I think I’ve just found a bug in org.jivesoftware.openfire.ldap.LdapManager - the property ldap.readTimeout is documented at https://www.igniterealtime.org/builds/openfire/docs/latest/documentation/ldap-gu ide.html as “The value of this property is the string representation of an integer representing the read timeout in milliseconds for LDAP operations.”
Checking the code at http://fisheye.igniterealtime.org/browse/openfire/trunk/src/java/org/jivesoftwar e/openfire/ldap/LdapManager.java?r=13754 you can see this being applied to the JiveInitialLdapContext environment at line ~656 in the checkAuthentication() method.
However, it is not being applied at all to the getContext() method that starts at line 480.
This means that any LDAP operation that uses getContext() (most of them?) does not have a timeout specified - according to the LDAP Guide listed above, if “no read timeout is specified which is equivalent to waiting for the response infinitely until it is received”.

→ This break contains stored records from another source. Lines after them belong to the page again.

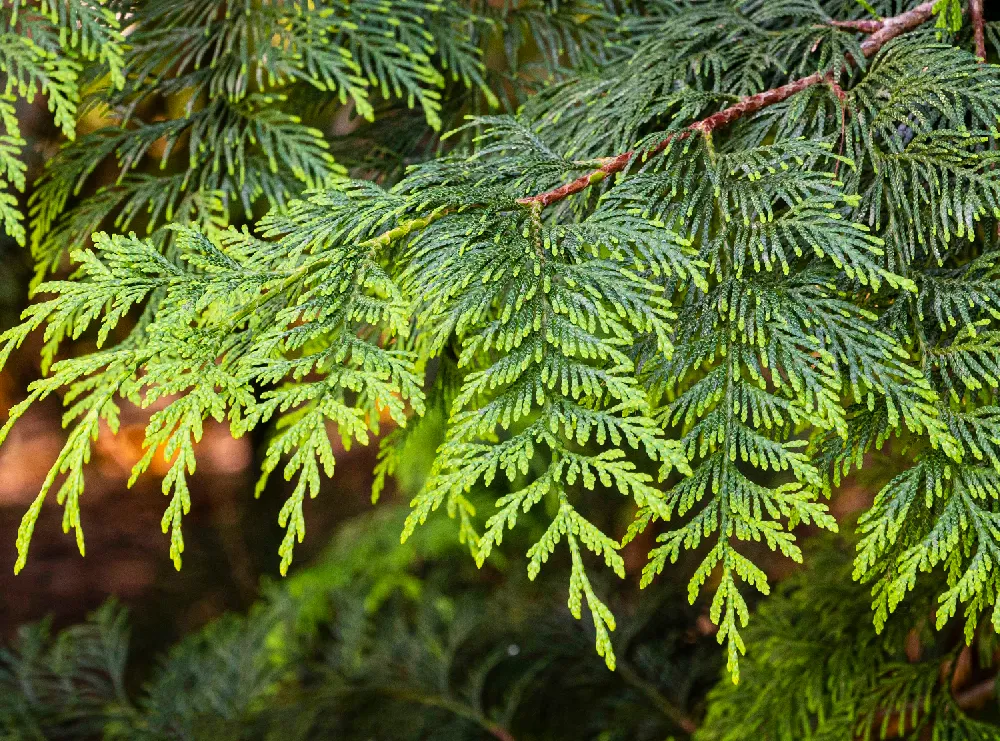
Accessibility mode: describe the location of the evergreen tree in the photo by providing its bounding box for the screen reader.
[0,0,1000,679]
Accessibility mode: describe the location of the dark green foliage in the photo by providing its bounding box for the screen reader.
[696,543,1000,741]
[0,0,1000,679]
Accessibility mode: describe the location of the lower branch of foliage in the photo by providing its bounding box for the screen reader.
[615,660,698,734]
[969,0,986,62]
[517,2,936,208]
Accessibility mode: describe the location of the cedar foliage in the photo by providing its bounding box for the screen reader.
[0,0,1000,679]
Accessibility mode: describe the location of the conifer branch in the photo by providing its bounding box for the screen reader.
[517,2,934,208]
[829,19,883,33]
[969,0,986,62]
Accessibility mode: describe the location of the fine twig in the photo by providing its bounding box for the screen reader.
[517,2,934,208]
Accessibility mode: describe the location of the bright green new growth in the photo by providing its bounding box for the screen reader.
[0,0,1000,678]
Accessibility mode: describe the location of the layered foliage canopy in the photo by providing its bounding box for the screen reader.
[0,0,1000,678]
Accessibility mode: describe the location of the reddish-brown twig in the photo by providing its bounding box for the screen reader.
[517,2,934,208]
[830,20,882,33]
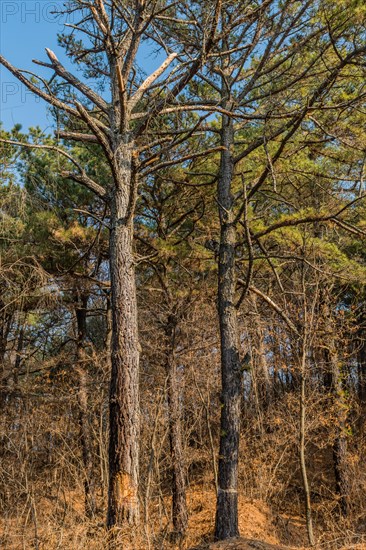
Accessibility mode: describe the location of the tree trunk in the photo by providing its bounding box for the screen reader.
[107,156,140,528]
[300,348,315,546]
[325,341,349,516]
[166,321,188,539]
[75,295,96,518]
[358,326,366,403]
[215,116,242,540]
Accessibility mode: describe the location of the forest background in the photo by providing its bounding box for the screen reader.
[0,0,366,548]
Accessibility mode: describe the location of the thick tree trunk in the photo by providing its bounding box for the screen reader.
[215,117,242,540]
[166,322,188,539]
[76,295,96,518]
[107,153,140,528]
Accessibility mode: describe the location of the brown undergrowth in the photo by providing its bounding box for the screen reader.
[0,485,366,550]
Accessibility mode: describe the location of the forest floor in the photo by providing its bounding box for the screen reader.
[0,486,366,550]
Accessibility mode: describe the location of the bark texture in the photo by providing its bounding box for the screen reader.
[107,154,140,528]
[215,116,242,540]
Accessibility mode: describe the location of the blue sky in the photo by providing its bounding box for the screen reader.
[0,0,159,133]
[0,0,71,131]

We’re seeing a problem where our Active Directory LDAP server is sometimes failing to respond, and once that happens everything locks up indefinitely, waiting for a reply (*). My suspicion is that the timeout not being applied is the cause of the lock up (though the AD is not responding is I guess the root cause, but I have no control over that).
(*) A thread dump when this happens shows one thread is at com.sun.jndi.ldap.Connection.readReply(Connection.java:467) - this thread is checking the members of a group, and has locked the name of the group at org.jivesoftware.openfire.group.GroupManager.getGroup(GroupManager.java:326). All the other stuck threads are waiting on the lock of the group name before proceeding, and so are also blocked.
Have I missed anything?